I never believed the US would turn on its torturers so swiftly
The lawyer who exposed those behind America's interrogation techniques believes a criminal investigation is now essential
Philippe Sands
The Observer, Sunday 26 April 2009
The world is watching as America attempts to come to terms with the abuse it unleashed in the aftermath of 9/11 and trying to digest the full implications of last week's extraordinary events. With a wide-ranging Spanish criminal investigation into torture at Guantánamo threatening to embarrass the US, Barack Obama decided to declassify legal memos sent under the Bush administration in the hope the country would move on. The opposite has happened. Ever more documents set out in meticulous detail the full extent of the cruelty: who was abused by whom, how they did it and what was done. The truth has been revealed in stark detail, from the number of times waterboarding was used to the legal deliberations that led to it. By Tuesday, President Obama had raised the possibility of US war crimes trials and far-reaching inquiries, developments that were unthinkable a month ago.

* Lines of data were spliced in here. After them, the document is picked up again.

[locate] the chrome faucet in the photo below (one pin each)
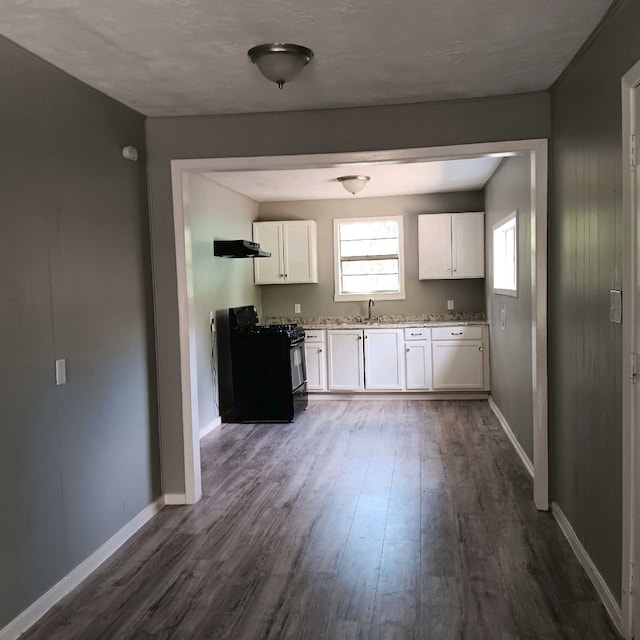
(371, 304)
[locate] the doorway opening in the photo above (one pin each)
(538, 154)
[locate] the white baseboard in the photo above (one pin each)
(514, 441)
(59, 590)
(171, 499)
(214, 424)
(403, 395)
(609, 601)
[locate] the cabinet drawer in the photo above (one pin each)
(457, 333)
(417, 333)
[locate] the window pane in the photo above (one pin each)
(387, 247)
(370, 283)
(369, 230)
(363, 267)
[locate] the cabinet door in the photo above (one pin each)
(299, 244)
(316, 367)
(417, 359)
(434, 246)
(382, 358)
(268, 270)
(345, 360)
(457, 364)
(467, 235)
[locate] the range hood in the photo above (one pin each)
(238, 249)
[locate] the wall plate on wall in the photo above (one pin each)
(615, 306)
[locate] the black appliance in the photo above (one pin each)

And yet perhaps it was inevitable. When Obama took office, evidence of torture was strong. Susan Crawford, the Bush-appointed head of the Guantánamo military commissions, confirmed that the use of stress positions, sleep deprivation, dogs and forced shaving on detainee Mohammed al-Qahtani was torture. President Obama's attorney general and the head of the CIA agree that waterboarding is torture. The issue was not how to characterise the acts, but what to do about them. By intervening, Spanish prosecutors seem also to have catalysed debate on what to do about the senior lawyers and officials involved, particularly Alberto Gonzales, David Addington, Jim Haynes, John Yoo, Jay Bybee and Doug Feith, those fast becoming known as the Bush Six.